Speeding up text file parser (BLAST tabular format)

Mon Sep 14 09:33:21 PDT 2015

On 15/09/15 12:30 AM, Fredrik Boulund wrote:
> Hi,
>
> This is my first post on Dlang forums and I don't have a lot of
> experience with D (yet). I mainly code bioinformatics-stuff in Python on
> my day-to-day job, but I've been toying with D for a couple of years
> now. I had this idea that it'd be fun to write a parser for a text-based
> tabular data format I tend to read a lot of in my programs, but I was a
> bit stomped that the D implementation I created was slower than my
> Python-version. I tried running `dmd -profile` on it but didn't really
> understand what I can do to make it go faster. I guess there's some
> unnecessary dynamic array extensions being made but I can't figure out
> how to do without them, maybe someone can help me out? I tried making
> the examples as small as possible.
>
> Here's the code D code: http://dpaste.com/2HP0ZVA
> Here's my Python code for comparison: http://dpaste.com/0MPBK67
>
> Using a small test file (~550 MB) on my machine (2x Xeon(R) CPU E5-2670
> with RAID6 SAS disks and 192GB of RAM), the D version runs in about 20
> seconds and the Python version less than 16 seconds. I've repeated runs
> at least thrice when testing. This holds true even if the D version is
> compiled with -O.
>
> The file being parsed is the output of a DNA/protein sequence mapping
> algorithm called BLAT, but the tabular output format is originally known
> from the famous BLAST algorithm.
> Here's a short example of what the input files looks like:
> http://dpaste.com/017N58F
> The format is TAB-delimited: query, target, percent_identity,
> alignment_length, mismatches, gaps, query_start, query_end,
> target_start, target_end, e-value, bitscore
> In the example the output is sorted by query, but this cannot be assumed
> to hold true for all cases. The input file varies in range from several
> hundred megabytes to several gigabytes (10+ GiB).
>
> A brief explanation on what the code does:
> Parse each line,
> Only accept records with percent_identity >= min_identity (90.0) and
> alignment_length >= min_matches (10),
> Store all such records as tuples (in the D code this is a struct) in an
> array in an associative array indexed by 'query',
> For each query, remove any records with percent_id less than 5
> percentage points less than the highest value observed for that query,
> Write results to stdout (in my real code the data is subject to further
> downstream processing)
>
> This was all just for me learning to do some basic stuff in D, e.g. file
> handling, streaming data from disk, etc. I'm really curious what I can
> do to improve the D code. My original idea was that maybe I should
> compile the performance critical parts of my Python codebase to D and
> call them with PyD or something, but not I'm not so sure any more. Help
> and suggestions appreciated!
>

A lot of this hasn't been covered I believe.

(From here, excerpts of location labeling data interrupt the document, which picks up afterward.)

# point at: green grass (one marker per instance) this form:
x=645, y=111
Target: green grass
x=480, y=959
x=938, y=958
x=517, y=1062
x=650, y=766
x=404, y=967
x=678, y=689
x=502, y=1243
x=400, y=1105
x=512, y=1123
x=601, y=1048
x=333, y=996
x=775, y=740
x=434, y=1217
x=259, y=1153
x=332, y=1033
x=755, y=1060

http://dpaste.dzfl.pl/f7ab2915c3e1

1) You don't need to convert char[] to string via to. No. Too much. Cast it.
2) You don't need byKey, use foreach key, value syntax. That way you 
won't go around modifying things unnecessarily.

Ok, I disabled GC + reserved a bunch of memory. It probably won't help 
much actually. In fact may make it fail so keep that in mind.

Humm what else.

I'm worried about that first foreach. I don't think it needs to exist as 
it does. I believe an input range would be far better. Use a buffer to 
store the Hit[]'s. Have a subset per set of them.

If the first foreach is an input range, then things become slightly 
easier in the second. Now you can turn that into it's own input range.
Also that .array usage concerns me. Many an allocation there! Hence why 
the input range should be the return from it.

The last foreach, is lets assume dummy. Keep in mind, stdout is 
expensive here. DO NOT USE. If you must buffer output then do it large 
quantities.

Based upon what I can see, you are definitely not able to use your cpu's 
to the max. There is no way that is the limiting factor here. Maybe your 
usage of a core is. But not the cpu's itself.

The thing is, you cannot use multiple threads on that first foreach loop 
to speed things up. No. That needs to happen all on one thread.
Instead after that thread you need to push the result into another.

Perhaps, per thread one lock (mutex) + buffer for hits. Go round robin 
over all the threads. If mutex is still locked, you'll need to wait. In 
this situation a locked mutex means all you worker threads are working. 
So you can't do anything more (anyway).

Of course after all this, the HDD may still be getting hit too hard. In 
which case I would recommend you memory mapping it. Which should allow 
the OS to more efficiently handle reading it into memory. But you'll 
need to rework .byLine for that.

Wow that was a lot at 4:30am! So don't take it too seriously. I'm sure 
somebody else will rip that to shreds!